For hand-drawn traditional artwork good scanner is always important for bridging these domains, and with this comes some tonal compression and re-interpretation of the colors of the work, which is why I stick to black-and-white for my sketches. This means that simple equalization and gamma correction can convert your sketch to something that becomes useful in the digital domain.

Hand Work Entirely in the Digital Domain

OK I lied. Sometimes my hand work doesn't always start with pen and paper. This is because there is also extreme value in starting in the digital domain and staying there. In this environment you have several advantages that are not present in the pen-and-paper domain. For instance: cloning.

A specific example is shown here.

But instead of cloning, this is more to the tune of using the original as a reference.

I proceeded by opening an image captured using an iPhone. Then I cropped it to a good size and brought the smaller image into Painter.

Once there, I created five serigraphy layers using Effects:Surface Control:Serigraphy. This mimics a silk screen process, and creates layers that I can move into any priority that makes sense.

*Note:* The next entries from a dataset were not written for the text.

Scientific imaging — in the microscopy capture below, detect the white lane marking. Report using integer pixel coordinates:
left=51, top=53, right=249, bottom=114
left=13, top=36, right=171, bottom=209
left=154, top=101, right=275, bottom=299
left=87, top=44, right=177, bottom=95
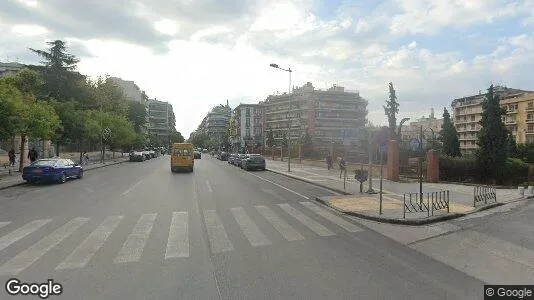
left=113, top=213, right=158, bottom=264
left=300, top=201, right=363, bottom=232
left=0, top=217, right=89, bottom=275
left=230, top=207, right=271, bottom=247
left=248, top=173, right=310, bottom=200
left=206, top=180, right=213, bottom=193
left=204, top=210, right=234, bottom=254
left=256, top=205, right=304, bottom=242
left=278, top=203, right=336, bottom=236
left=165, top=211, right=189, bottom=259
left=0, top=220, right=52, bottom=251
left=56, top=216, right=123, bottom=270
left=122, top=180, right=143, bottom=196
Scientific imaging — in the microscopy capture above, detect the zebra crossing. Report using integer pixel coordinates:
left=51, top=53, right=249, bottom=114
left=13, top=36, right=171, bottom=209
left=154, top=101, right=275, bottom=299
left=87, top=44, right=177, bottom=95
left=0, top=201, right=363, bottom=275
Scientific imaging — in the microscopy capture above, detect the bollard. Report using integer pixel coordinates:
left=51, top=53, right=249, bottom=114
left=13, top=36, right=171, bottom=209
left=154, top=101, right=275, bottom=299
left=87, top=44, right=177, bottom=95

Then I collapsed all the serigraphy layers into a single layer and proceeded to rework every edge in the layer, selecting colors, redoing edges using a tiger stripe look characteristic of woodcut or linoleum cut.

I had to introduce several new shadings where there was none before.

And I am left with a self-portrait in woodcut style. I would like to say that it only took a few minutes. But in fact it took several hours. Actually, I'm still not completely satisfied. I figure about twenty hours of work should do it. But who has time for that?